Summary
- Multiple testbots were taking more than 60 mins to complete 8.0.x test suite runs, and therefore timing out at an apparent 60 min limit, causing HEAD to fail and no patches to be tested.
- It appears other testbots are still completing runs in about 30 minutes, so it doesn't appear to only be a problem with (e.g.) the core test suite.
- xjm disabled the bots that were taking 60 mins on qa.drupal.org:
3083 Disabled Test http://ec2-52-25-236-68.us-west-2.compute.amazonaws.com/ view test | request enable | edit | remove 3088 Disabled Test http://ec2-54-172-185-1.compute-1.amazonaws.com/ view test | request enable | edit | remove 3093 Disabled Test http://ec2-52-6-45-117.compute-1.amazonaws.com/ view test | request enable | edit | remove 3098 Disabled Test http://ec2-54-172-173-148.compute-1.amazonaws.com/ view test | request enable | edit | remove - Examining miscellaneous test results for these bots for the past several days, it appears that many patches on them previously were taking just under 60 mins, meaning they would have just barely escaped the 60 min timeout. This was the case even for patches that made no code changes to core, at least as far back as June 1.
- It is unknown whether it is only a problem with the hardware or configuration of these bots, or if there was a change in core that led to the problem.
- Once the above bots were disabled, HEAD tested successfully in 30 mins on bot 3063.
Bot to watch: 3078 could not be disabled. It may also have 60-minute test runs and cause all this to kick up again if it picks up HEAD.
Original summary
HEAD failed at least three times on the same bot (3098) with non-failures. Earlier today (per the IRC 8.0.x fail factoid) it got stuck for 3h with no failure so Berdir retested it. Then it failed three more times on that bot this evening:
[failed] Drupal core - 8.0.x on Wed, 06/03/2015 - 22:07:24
Drupal core - 8.0.x fail: https://qa.drupal.org/8.0.x-status
Overall Summary
==============================================
FAILED: [[SimpleTest]]: [PHP 5.4 MySQL] Failed to run tests: failed during invocation of run-tests.sh.
Individual Environment Summaries
==============================================
-- [[SimpleTest]]: [PHP 5.4 MySQL] --
* No relevant data[failed] Drupal core - 8.0.x on Wed, 06/03/2015 - 23:22:24
Drupal core - 8.0.x fail: https://qa.drupal.org/8.0.x-status
Overall Summary
==============================================
FAILED: [[SimpleTest]]: [PHP 5.4 MySQL] Failed to run tests: failed during invocation of run-tests.sh.
Individual Environment Summaries
==============================================
-- [[SimpleTest]]: [PHP 5.4 MySQL] --
* No relevant data
[failed] Drupal core - 8.0.x on Thu, 06/04/2015 - 00:39:07
Drupal core - 8.0.x fail: https://qa.drupal.org/8.0.x-status
Overall Summary
==============================================
FAILED: [[SimpleTest]]: [PHP 5.4 MySQL] Failed to run tests: failed during invocation of run-tests.sh.

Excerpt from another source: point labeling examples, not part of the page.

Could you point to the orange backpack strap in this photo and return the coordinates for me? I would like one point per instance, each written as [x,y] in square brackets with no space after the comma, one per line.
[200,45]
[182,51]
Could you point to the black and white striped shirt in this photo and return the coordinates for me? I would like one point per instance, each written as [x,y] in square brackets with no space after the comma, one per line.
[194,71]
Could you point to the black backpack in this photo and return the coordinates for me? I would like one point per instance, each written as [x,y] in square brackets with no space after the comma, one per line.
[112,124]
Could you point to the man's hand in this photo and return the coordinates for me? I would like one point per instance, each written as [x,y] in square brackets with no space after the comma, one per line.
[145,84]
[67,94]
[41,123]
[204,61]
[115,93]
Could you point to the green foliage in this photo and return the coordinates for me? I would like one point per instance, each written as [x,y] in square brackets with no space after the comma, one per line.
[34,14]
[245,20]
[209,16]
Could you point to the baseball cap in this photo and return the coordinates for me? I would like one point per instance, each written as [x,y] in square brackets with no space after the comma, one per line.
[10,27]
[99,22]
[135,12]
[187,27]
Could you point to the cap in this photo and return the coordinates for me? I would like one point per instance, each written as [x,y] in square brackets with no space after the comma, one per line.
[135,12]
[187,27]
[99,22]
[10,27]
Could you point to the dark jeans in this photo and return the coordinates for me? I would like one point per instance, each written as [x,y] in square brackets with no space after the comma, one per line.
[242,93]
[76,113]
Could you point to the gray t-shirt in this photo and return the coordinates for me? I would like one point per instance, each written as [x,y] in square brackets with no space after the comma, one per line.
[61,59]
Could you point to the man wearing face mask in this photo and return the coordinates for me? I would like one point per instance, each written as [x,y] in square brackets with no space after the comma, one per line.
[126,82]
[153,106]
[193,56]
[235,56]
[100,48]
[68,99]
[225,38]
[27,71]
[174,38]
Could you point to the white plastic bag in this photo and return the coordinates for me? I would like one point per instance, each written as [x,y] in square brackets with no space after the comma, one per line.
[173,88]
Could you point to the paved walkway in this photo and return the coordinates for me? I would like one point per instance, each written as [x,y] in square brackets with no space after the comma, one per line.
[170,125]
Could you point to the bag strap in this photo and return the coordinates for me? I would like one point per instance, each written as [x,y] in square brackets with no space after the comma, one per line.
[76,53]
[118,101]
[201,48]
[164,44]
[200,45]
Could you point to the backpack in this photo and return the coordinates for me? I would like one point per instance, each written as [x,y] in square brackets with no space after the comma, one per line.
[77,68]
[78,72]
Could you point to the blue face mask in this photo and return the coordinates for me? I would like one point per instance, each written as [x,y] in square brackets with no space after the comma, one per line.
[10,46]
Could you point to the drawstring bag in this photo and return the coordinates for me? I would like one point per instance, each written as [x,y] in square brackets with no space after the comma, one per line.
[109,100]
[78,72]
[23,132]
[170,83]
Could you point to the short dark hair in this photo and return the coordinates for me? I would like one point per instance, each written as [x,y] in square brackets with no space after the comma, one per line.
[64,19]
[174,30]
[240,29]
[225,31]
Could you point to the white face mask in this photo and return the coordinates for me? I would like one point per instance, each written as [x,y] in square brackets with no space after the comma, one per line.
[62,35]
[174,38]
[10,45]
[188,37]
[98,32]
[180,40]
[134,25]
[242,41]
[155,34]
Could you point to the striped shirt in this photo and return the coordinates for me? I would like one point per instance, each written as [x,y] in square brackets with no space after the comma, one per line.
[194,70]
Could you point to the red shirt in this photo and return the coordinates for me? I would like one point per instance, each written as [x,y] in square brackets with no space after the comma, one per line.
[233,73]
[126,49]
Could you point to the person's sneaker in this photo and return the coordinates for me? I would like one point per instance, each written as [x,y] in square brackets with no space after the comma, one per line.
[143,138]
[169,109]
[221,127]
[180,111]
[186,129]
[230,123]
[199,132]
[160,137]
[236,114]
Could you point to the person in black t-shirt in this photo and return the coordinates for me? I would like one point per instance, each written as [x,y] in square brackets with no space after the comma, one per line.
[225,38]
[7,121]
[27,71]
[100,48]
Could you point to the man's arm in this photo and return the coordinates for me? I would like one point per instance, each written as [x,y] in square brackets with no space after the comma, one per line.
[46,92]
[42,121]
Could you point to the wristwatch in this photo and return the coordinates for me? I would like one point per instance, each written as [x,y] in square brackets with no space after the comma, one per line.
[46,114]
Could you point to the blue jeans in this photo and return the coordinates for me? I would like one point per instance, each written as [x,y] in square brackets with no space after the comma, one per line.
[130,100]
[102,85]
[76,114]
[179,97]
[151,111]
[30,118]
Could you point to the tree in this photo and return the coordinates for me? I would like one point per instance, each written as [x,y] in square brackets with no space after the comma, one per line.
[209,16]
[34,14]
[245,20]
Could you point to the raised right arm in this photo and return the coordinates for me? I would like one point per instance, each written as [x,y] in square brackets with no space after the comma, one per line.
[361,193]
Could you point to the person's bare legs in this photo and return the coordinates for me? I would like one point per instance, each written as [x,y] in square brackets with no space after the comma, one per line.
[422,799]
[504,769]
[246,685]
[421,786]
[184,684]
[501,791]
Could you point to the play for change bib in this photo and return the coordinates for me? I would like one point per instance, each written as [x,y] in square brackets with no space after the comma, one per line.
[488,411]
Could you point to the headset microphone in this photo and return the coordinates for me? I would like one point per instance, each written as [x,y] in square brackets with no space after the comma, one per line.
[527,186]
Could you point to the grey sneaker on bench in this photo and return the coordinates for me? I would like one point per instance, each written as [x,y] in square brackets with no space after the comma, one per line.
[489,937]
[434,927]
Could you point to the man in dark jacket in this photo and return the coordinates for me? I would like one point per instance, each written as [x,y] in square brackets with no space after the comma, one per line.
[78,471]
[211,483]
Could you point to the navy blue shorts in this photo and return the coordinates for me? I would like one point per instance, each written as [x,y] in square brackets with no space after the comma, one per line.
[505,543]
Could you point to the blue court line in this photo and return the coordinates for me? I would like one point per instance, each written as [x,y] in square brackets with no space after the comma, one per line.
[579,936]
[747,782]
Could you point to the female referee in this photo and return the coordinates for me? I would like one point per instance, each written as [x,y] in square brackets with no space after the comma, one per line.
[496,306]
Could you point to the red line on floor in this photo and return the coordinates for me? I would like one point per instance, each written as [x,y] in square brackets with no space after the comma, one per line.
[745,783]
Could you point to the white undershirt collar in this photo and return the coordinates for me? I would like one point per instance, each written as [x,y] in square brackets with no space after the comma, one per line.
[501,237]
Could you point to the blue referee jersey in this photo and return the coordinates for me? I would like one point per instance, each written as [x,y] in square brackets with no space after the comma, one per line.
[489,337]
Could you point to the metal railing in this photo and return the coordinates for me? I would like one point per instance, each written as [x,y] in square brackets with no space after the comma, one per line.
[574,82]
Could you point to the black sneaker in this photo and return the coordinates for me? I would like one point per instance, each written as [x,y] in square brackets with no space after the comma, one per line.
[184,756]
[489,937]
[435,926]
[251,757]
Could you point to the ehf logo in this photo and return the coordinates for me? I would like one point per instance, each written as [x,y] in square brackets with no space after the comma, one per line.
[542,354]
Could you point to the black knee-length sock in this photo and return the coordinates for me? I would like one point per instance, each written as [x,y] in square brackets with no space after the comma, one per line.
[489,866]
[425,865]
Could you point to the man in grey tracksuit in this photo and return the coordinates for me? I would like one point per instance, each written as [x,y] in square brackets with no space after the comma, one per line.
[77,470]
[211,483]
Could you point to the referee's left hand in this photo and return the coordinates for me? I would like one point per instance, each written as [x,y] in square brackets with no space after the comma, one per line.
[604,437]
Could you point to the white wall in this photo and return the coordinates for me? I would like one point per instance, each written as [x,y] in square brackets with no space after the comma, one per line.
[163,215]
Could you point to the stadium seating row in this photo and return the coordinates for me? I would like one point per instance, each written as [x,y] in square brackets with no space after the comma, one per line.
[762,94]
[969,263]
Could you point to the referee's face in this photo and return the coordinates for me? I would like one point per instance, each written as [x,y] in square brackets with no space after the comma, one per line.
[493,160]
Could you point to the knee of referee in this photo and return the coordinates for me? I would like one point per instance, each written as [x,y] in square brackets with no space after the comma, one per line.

Individual Environment Summaries
==============================================
-- [[SimpleTest]]: [PHP 5.4 MySQL] --
* No relevant data
I attempted to mitigate this by disabling the bot since I can run tests locally through run-tests.sh without any problems. HEAD has now been picked up by a different bot.
An hour later, the test failed on a different bot (#3088) after 60 mins -- apparently due to a timeout. (The testbot log says "terminated" repeatedly at the end of test results.)
Comments
Comment #1
xjmAlso, I asked myself if the test runs were timing out again, but those aren't quite 90 mins apart. (Unless we reduced the limit to 60 mins again, plus overhead?)
Comment #3
xjmOkay, it looks like the timeout is actually 60 mins now and it's timing out. This time on bot 3088:
Exactly one hour apart.
The end of the test log says:
Elevating to critical.
Comment #5
xjmEdit: updating comment to avoid anything misleading, just facts.
Comment #7
xjmI've tried pinging multiple people and no one is available to respond to pings, so I've tried disabling all bots that were taking 60 mins (those being 3088, 3093, and 3098) and leaving enabled the ones that were passing tests quickly as of today. This way maybe HEAD will be picked up by a different bot. I have no idea if this is actually the clients themselves or something in core; I don't have access to investigate that more closely.
Comment #8
xjmIt passed in 30 min on 3063:
So it appears something may be pretty wrong with the build or specs of those other bots.
Comment #9
xjmComment #10
xjmOne concern -- 3078 which was another 60-min bot from its logs is currently "testing client" and I can't disable it. I'm not sure if it will become automatically enabled when the confirmation tests are complete, but it says the "client confirmation process" was started over 7h ago.
Comment #11
wim leersThis has been significantly slowing down D8 progress.
Comment #12
basic commentedI want to leave an update here outside of IRC to document a few issues-
AWS appears to be running out of capacity of the c4.4xlarge and c4.8xlarge instances we run.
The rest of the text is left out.